Der Bundesrechnungshof beklagt Einnahmeausfälle in Millionenhöhe. Besonders ausländische Firmen drücken sich vor der Umsatzsteuer.

Amazon-Warenlager in Leipzig Foto: reuters

Berlin taz | Im Internethandel erhebt der deutsche Staat nur einen Bruchteil der gesetzlich anfallenden Umsatzsteuer. Dies kritisiert der Bundesrechnungshof in seinem jüngsten Bericht. „Beim Bundesfinanzministerium gibt es kein Konzept, wie mit dem Problem umgegangen wird, dass sich Unternehmen nicht registrieren“, sagt der Präsident des Bundesrechnungshofs Kay Scheller. Im internationalen Handel stehe es dem Unternehmer praktisch frei, ob er die Produkte deklariere.

„Das mag in den Anfangsjahren des Internets nicht so kritisch gewesen sein – nun sind die Finanzvolumina aber zunehmend relevant“, so Scheller. Laut Rechnungshof gibt es zurzeit fast kein Entdeckungsrisiko für nicht deklarierte Umsätze ausländischer Anbieter von digitalen Produkten wie Software oder Musik. So sei es „lebensfern“, anzunehmen, dass die Anbieter ihren steuerlichen Pflichten freiwillig nachkommen.

Ein weiteres Problem sind die Wettbewerbsverzerrungen. Stefan Genth, Hauptgeschäftsführer des deutschen Einzelhandelverbands HDE, sagte der taz: „Es ist nicht akzeptabel, dass sich einige Unternehmen an dieser Stelle einen Wettbewerbsvorteil durch die Nichtzahlung von Steuern verschaffen.“ Besonderen Handlungsbedarf sieht er bei Onlinemarktplätzen: „Gewerbliche Plattformen wie Amazon sollten zollrechtlich verpflichtet werden, im Namen des inländischen Warenempfängers die Einfuhrabgaben abzuführen“.
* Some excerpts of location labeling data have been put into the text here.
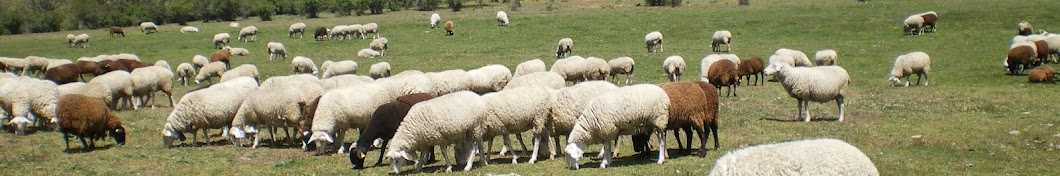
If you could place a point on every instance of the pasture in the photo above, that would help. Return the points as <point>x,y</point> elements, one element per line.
<point>971,120</point>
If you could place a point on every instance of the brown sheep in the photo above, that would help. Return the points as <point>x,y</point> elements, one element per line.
<point>448,28</point>
<point>1023,55</point>
<point>115,31</point>
<point>1042,73</point>
<point>723,73</point>
<point>753,66</point>
<point>87,118</point>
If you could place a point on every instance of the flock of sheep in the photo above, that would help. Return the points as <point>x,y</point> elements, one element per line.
<point>408,113</point>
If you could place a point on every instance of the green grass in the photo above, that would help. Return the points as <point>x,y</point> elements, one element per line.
<point>964,117</point>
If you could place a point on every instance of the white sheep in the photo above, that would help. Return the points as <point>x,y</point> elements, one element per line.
<point>339,68</point>
<point>276,49</point>
<point>502,18</point>
<point>802,157</point>
<point>916,63</point>
<point>529,67</point>
<point>817,84</point>
<point>827,57</point>
<point>722,37</point>
<point>189,29</point>
<point>452,119</point>
<point>380,70</point>
<point>248,34</point>
<point>654,41</point>
<point>621,66</point>
<point>674,67</point>
<point>303,65</point>
<point>645,109</point>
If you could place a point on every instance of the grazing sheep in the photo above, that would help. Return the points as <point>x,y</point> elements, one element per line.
<point>380,45</point>
<point>674,67</point>
<point>221,40</point>
<point>529,67</point>
<point>916,63</point>
<point>753,66</point>
<point>248,34</point>
<point>722,37</point>
<point>339,68</point>
<point>444,121</point>
<point>645,109</point>
<point>1042,73</point>
<point>827,57</point>
<point>817,84</point>
<point>564,48</point>
<point>502,18</point>
<point>148,28</point>
<point>724,73</point>
<point>296,28</point>
<point>435,18</point>
<point>275,49</point>
<point>448,28</point>
<point>805,157</point>
<point>383,125</point>
<point>621,66</point>
<point>87,118</point>
<point>184,72</point>
<point>303,65</point>
<point>654,41</point>
<point>115,31</point>
<point>189,29</point>
<point>380,70</point>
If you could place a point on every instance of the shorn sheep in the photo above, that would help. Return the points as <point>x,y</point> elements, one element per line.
<point>673,67</point>
<point>722,37</point>
<point>816,84</point>
<point>87,118</point>
<point>804,157</point>
<point>643,110</point>
<point>564,48</point>
<point>654,41</point>
<point>916,63</point>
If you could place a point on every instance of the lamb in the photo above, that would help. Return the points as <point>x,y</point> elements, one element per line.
<point>502,18</point>
<point>303,65</point>
<point>816,84</point>
<point>242,71</point>
<point>529,67</point>
<point>916,63</point>
<point>621,66</point>
<point>1042,73</point>
<point>211,70</point>
<point>435,18</point>
<point>452,119</point>
<point>645,109</point>
<point>722,37</point>
<point>827,57</point>
<point>87,118</point>
<point>296,28</point>
<point>248,34</point>
<point>221,39</point>
<point>339,68</point>
<point>368,53</point>
<point>804,157</point>
<point>148,28</point>
<point>383,125</point>
<point>751,67</point>
<point>674,67</point>
<point>654,41</point>
<point>275,49</point>
<point>724,73</point>
<point>189,29</point>
<point>380,70</point>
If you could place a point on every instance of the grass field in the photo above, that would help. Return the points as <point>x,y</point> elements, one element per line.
<point>967,117</point>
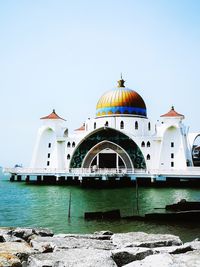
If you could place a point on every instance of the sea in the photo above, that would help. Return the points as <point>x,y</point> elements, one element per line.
<point>48,206</point>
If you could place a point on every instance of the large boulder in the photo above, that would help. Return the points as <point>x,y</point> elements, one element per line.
<point>73,257</point>
<point>159,260</point>
<point>140,239</point>
<point>126,255</point>
<point>55,243</point>
<point>27,233</point>
<point>9,260</point>
<point>189,259</point>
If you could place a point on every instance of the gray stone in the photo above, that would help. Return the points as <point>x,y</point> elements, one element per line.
<point>107,232</point>
<point>43,232</point>
<point>194,244</point>
<point>85,236</point>
<point>189,259</point>
<point>15,248</point>
<point>23,233</point>
<point>9,260</point>
<point>140,239</point>
<point>73,258</point>
<point>55,243</point>
<point>159,260</point>
<point>173,249</point>
<point>126,255</point>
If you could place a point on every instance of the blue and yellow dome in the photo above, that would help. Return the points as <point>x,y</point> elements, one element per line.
<point>121,101</point>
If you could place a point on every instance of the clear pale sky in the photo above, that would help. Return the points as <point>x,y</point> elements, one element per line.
<point>66,54</point>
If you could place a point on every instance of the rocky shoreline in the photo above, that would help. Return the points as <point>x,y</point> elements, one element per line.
<point>36,247</point>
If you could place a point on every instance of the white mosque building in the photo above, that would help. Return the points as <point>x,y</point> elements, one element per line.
<point>119,139</point>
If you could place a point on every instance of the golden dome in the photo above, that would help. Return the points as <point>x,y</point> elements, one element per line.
<point>121,100</point>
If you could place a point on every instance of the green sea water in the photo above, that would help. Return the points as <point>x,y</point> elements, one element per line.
<point>47,206</point>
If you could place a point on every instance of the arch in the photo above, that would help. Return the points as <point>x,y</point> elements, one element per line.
<point>105,145</point>
<point>73,144</point>
<point>149,126</point>
<point>143,144</point>
<point>121,125</point>
<point>136,125</point>
<point>113,136</point>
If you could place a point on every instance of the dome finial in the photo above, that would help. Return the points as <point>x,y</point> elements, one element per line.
<point>121,82</point>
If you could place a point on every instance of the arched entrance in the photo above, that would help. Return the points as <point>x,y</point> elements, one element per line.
<point>107,138</point>
<point>107,155</point>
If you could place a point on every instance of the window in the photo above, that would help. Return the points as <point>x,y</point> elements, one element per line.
<point>143,144</point>
<point>149,126</point>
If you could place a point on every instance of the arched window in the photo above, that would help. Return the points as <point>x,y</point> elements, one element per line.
<point>143,144</point>
<point>149,126</point>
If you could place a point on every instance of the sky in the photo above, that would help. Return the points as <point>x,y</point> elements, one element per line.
<point>63,55</point>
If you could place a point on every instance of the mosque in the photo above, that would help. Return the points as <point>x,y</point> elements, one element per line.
<point>120,139</point>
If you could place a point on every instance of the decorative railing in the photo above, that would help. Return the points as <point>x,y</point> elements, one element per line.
<point>194,171</point>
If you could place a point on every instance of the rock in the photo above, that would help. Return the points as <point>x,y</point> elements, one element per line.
<point>28,233</point>
<point>85,236</point>
<point>56,243</point>
<point>189,259</point>
<point>194,244</point>
<point>173,249</point>
<point>43,232</point>
<point>164,260</point>
<point>103,233</point>
<point>9,260</point>
<point>73,257</point>
<point>15,247</point>
<point>126,255</point>
<point>23,233</point>
<point>140,239</point>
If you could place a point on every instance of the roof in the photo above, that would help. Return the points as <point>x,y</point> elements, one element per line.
<point>52,116</point>
<point>172,113</point>
<point>82,128</point>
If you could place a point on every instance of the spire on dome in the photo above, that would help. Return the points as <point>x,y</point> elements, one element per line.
<point>121,82</point>
<point>52,116</point>
<point>173,113</point>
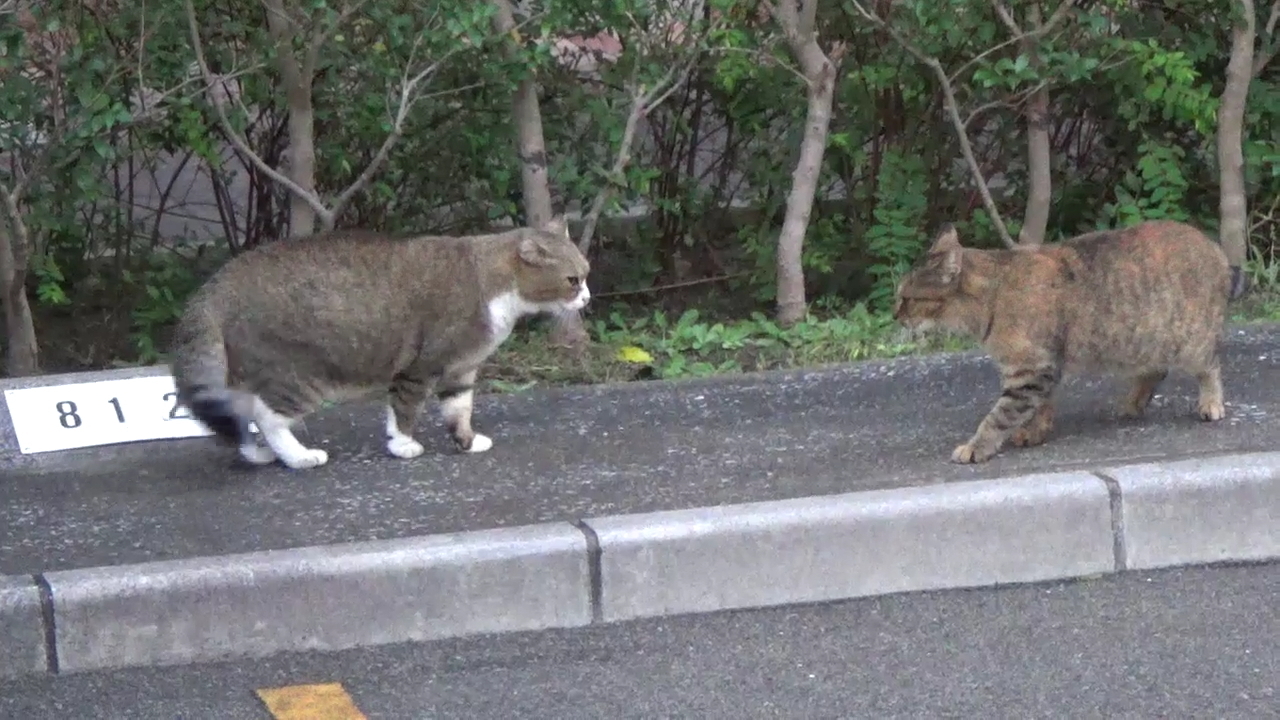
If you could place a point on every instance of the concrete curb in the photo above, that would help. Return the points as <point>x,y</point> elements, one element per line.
<point>607,569</point>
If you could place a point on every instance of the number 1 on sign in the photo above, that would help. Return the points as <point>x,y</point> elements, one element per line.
<point>119,414</point>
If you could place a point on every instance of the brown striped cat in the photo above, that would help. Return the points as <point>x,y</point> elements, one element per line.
<point>288,326</point>
<point>1142,301</point>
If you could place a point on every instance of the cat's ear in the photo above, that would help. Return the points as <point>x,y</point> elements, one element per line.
<point>947,245</point>
<point>534,253</point>
<point>950,268</point>
<point>557,226</point>
<point>947,240</point>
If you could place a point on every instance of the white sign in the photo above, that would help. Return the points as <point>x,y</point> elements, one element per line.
<point>99,413</point>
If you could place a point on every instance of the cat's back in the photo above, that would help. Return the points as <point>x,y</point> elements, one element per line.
<point>342,267</point>
<point>1141,295</point>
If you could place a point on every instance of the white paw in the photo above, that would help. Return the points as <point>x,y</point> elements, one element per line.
<point>480,443</point>
<point>256,454</point>
<point>309,458</point>
<point>403,447</point>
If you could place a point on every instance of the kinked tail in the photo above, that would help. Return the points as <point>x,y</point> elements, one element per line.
<point>200,376</point>
<point>1239,283</point>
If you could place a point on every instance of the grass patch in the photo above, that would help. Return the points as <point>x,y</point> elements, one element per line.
<point>659,346</point>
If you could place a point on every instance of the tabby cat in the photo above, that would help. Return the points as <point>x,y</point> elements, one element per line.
<point>337,315</point>
<point>1141,301</point>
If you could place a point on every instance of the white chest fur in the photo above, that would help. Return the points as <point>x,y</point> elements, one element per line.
<point>503,313</point>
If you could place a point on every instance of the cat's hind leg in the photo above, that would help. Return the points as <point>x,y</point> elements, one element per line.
<point>1211,404</point>
<point>456,393</point>
<point>277,432</point>
<point>405,402</point>
<point>1036,431</point>
<point>1024,390</point>
<point>256,454</point>
<point>1141,392</point>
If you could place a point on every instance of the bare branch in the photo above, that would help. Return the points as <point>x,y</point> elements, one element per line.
<point>1260,63</point>
<point>952,112</point>
<point>234,137</point>
<point>808,17</point>
<point>320,36</point>
<point>408,96</point>
<point>1018,39</point>
<point>1006,17</point>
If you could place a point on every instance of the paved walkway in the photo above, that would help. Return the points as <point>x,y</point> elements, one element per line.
<point>608,450</point>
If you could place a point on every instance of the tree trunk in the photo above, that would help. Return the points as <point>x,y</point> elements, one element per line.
<point>1233,220</point>
<point>821,76</point>
<point>301,153</point>
<point>302,159</point>
<point>530,146</point>
<point>22,354</point>
<point>568,329</point>
<point>1040,182</point>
Im Bundesfinanzministerium ist die Problematik bekannt. Arbeitsgruppen analysieren derzeit, wie die Besteuerung verbessert werden kann. „Vermutlich im Frühjahr nächsten Jahres wird es die ersten Ergebnisse geben, und dann kann auch darüber nachgedacht werden, was man rechtlich machen kann“, sagt Sprecher Dietmar Zwengel.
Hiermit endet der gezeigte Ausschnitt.